El documental esta contado de una manera interesante haciéndolo parecer un largo recorrido por un museo guiado por un guía, ¿De qué manera pensaron la estructura?
La estructura presentaba a priori una dificultad que era un poco lo que te comentaba antes. Al haber tantas líneas de relato había que tratar de presentarlas sin que todo se convierta en un torbellino inentendible. Podríamos decir que había distintas capas narrativas: la primera vinculada con el robo del sable y la historia de vida militante de ambos protagonistas; otra sobre la historia del arma sanmartiniana; y por último, una capa donde se reponían los contextos históricos de cada época a la que nos referíamos a lo largo de la película. Esta última se apoya todo el tiempo en el devenir biográfico de los protagonistas. Para nosotros era importantísimo que el espectador pueda reponer el contexto de lo que se contaba.

A lo largo de la película se van colando fragmentos de la familia de los testigos y su historia compartido con lo político, ¿Esto fue pensado desde el comienzo?
Tanto en Manuel como en Osvaldo, cada uno a su manera y con su estilo, la política forma parte central de su vida cotidiana y, por ende, de sus vínculos afectivos más cercanos. Eso se percibe apenas comenzás a vincularte con ellos. Por lo tanto era imposible obviar esa situación.

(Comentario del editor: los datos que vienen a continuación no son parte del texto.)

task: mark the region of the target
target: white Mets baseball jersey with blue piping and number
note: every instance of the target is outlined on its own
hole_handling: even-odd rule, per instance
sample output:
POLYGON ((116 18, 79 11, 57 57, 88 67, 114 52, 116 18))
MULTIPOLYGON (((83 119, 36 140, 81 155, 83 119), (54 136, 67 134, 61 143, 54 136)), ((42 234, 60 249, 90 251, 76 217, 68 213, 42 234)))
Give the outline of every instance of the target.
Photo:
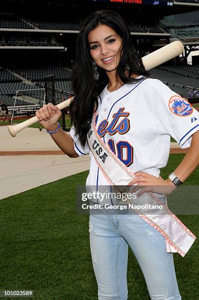
MULTIPOLYGON (((160 80, 144 78, 124 84, 99 96, 96 128, 106 145, 133 173, 159 176, 167 165, 170 136, 180 148, 190 147, 192 134, 199 130, 199 112, 160 80)), ((82 147, 73 126, 70 135, 78 155, 90 153, 91 166, 86 185, 109 185, 89 151, 82 147)))

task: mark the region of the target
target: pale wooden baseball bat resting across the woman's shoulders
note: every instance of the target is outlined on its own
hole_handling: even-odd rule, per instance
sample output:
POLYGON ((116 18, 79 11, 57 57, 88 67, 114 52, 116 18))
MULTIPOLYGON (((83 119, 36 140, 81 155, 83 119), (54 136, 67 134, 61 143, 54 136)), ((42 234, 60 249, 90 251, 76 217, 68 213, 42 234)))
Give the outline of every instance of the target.
MULTIPOLYGON (((168 44, 167 46, 164 46, 156 51, 151 52, 150 54, 144 56, 142 58, 143 64, 145 66, 145 69, 148 71, 152 68, 155 68, 164 62, 180 55, 184 50, 184 47, 181 42, 175 41, 171 44, 168 44)), ((73 100, 73 97, 65 100, 59 104, 57 104, 57 107, 59 109, 63 109, 67 106, 69 106, 70 102, 73 100)), ((24 128, 38 122, 39 119, 35 116, 31 119, 26 120, 23 123, 17 124, 17 125, 9 125, 8 131, 10 134, 15 137, 17 132, 23 130, 24 128)))

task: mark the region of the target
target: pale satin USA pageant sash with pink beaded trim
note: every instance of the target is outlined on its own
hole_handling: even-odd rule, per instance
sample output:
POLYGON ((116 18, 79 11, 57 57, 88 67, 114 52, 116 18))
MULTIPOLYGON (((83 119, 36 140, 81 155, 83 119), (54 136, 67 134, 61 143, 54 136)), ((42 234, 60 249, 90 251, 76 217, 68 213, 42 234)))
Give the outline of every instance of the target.
MULTIPOLYGON (((135 178, 135 175, 103 143, 96 130, 95 119, 96 114, 93 116, 87 136, 90 150, 109 184, 120 187, 120 190, 123 190, 121 186, 124 186, 124 189, 126 189, 127 184, 135 178), (117 174, 120 174, 120 176, 117 174)), ((167 252, 178 252, 181 256, 187 253, 196 236, 169 210, 167 202, 163 204, 153 193, 145 193, 133 200, 133 203, 137 205, 149 203, 156 205, 156 207, 159 205, 159 208, 153 211, 147 208, 133 208, 133 210, 165 237, 167 252)))

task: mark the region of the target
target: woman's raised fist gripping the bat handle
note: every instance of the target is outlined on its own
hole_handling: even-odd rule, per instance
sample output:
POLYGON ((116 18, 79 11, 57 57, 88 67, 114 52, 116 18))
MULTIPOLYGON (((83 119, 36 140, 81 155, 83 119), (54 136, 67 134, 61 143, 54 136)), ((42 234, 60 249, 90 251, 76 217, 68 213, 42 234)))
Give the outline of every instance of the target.
POLYGON ((47 130, 53 131, 57 128, 57 121, 61 117, 61 110, 52 103, 44 104, 35 115, 39 119, 39 123, 47 130))

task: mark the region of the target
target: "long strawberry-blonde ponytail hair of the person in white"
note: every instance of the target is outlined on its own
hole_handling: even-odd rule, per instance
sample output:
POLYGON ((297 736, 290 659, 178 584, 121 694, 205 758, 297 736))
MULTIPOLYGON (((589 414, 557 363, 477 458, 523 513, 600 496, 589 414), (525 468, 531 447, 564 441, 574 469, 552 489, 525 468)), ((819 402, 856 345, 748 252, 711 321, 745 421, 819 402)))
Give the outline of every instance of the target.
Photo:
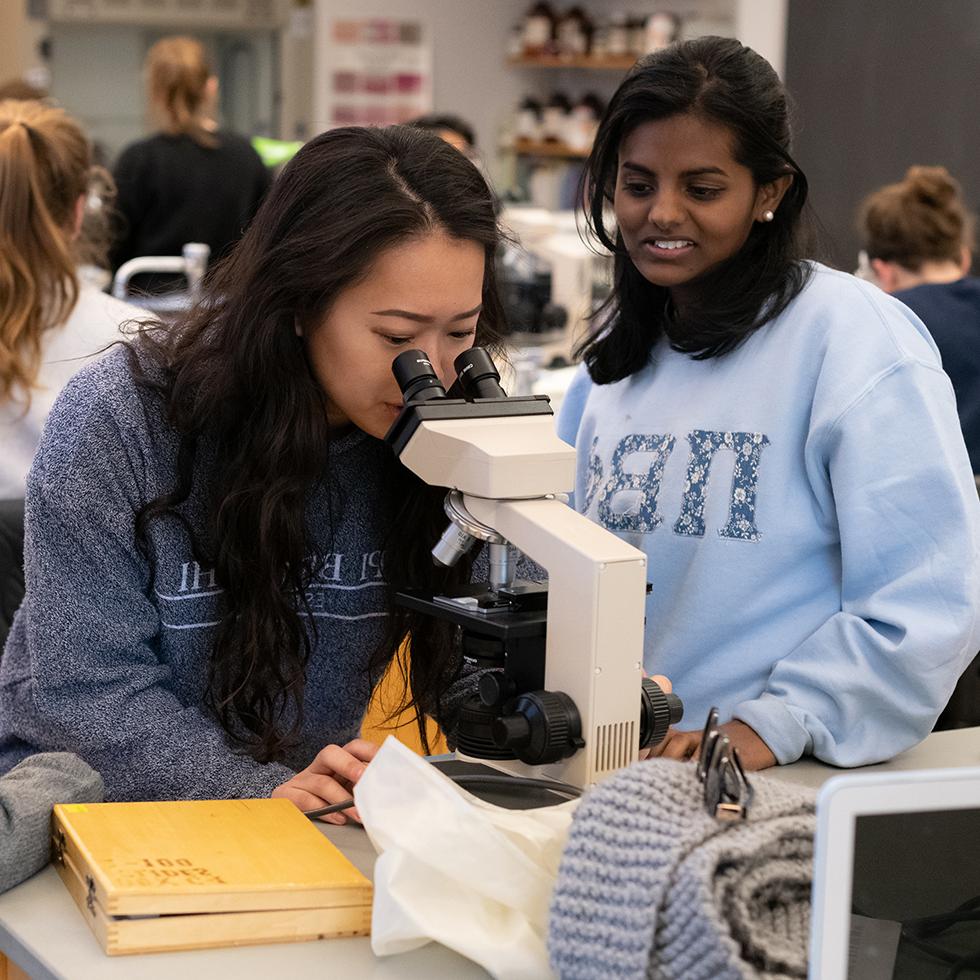
POLYGON ((78 300, 75 207, 91 155, 79 125, 41 102, 0 102, 0 402, 30 389, 45 330, 78 300))

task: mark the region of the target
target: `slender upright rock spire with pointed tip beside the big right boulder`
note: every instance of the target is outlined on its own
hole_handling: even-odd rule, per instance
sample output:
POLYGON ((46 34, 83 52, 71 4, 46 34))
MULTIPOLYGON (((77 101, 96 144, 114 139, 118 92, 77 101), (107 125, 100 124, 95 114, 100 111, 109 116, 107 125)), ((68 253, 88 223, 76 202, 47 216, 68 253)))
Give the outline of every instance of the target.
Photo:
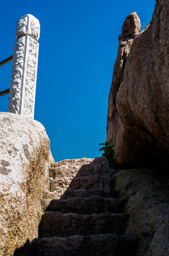
POLYGON ((130 48, 132 47, 134 38, 138 35, 140 29, 141 23, 139 17, 136 13, 133 13, 126 18, 126 21, 124 21, 122 34, 119 36, 119 48, 113 71, 107 113, 107 142, 113 141, 115 145, 117 140, 117 131, 119 129, 116 96, 120 85, 124 81, 123 72, 127 56, 130 48))

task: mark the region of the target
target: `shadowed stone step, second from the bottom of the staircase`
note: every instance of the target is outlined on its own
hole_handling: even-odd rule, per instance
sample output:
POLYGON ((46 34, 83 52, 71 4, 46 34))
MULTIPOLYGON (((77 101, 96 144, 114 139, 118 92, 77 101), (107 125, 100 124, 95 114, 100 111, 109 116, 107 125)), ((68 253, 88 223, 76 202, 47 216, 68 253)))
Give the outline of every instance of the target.
POLYGON ((127 218, 124 213, 81 215, 46 211, 40 222, 39 238, 100 233, 123 235, 127 218))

Las animaciones son un gran punto a favor que recrea lo que cuentan los testimonios, ¿Por qué decidieron contar mediante este recurso además de lo “típico de documental”?
El primer “instinto” fue el de recrear el episodio del robo con actores. Pero desistimos casi inmediatamente por cuestiones presupuestarias. En ese momento, que no se me ocurría cómo resolver esa cuestión, vi la película Infancia Clandestina, donde se usa el recurso de la animación. Ahí apareció fuertemente la posibilidad de contarlo de esa manera. A partir de la estética que me imaginaba convoqué a Pol Maiztegui, que es el último discípulo de Francisco Solano López, dibujante de El Eternauta. Y cuando comencé a observa el laburo de Pol me terminé de convencer que el estilo de ilustración y una animación más bien “rústica” le sumaba mucho más a la narración del documental que la recreación de época con actores. Por lo tanto, lo que en un principio parecía ser el reemplazo de un recurso, a medida que avanzábamos en el proceso de la animación, nos dimos cuenta que tenía una potencia que iba a ayudar a contar la historia del robo.

En cuanto a la financiación, y como se ve en los primeros créditos, ¿Tuvieron ayuda del INCAA mediante la Vía de Documental Digital o de otros medios de fomento?
Sí, la película obtuvo una quinta vía, el financiamiento que propone el INCAA para los documentales digitales. Me parece importante destacar el apoyo del Estado en la producción de este tipo de películas. Concebir el cine como parte de la cultura de un país sin tener como prioridad exclusiva la venta de entradas o la cantidad de gente que va a verla a una sala, me parece fundamental. Porque son películas “chicas” que tienen un recorrido que trasciende las semanas en cartel en un cine. Quiero decir, son films que cuentan historias que no están “atadas” a las lógicas del mercado, y por lo tanto tienen otros propósitos. Uno de ellos, para mí el central, es que el documental despierte en el espectador las ganas de discutir, debatir y reflexionar sobre los temas que propone. Y esa virtud que puede tener cualquier película, no depende del éxito comercial ni económico.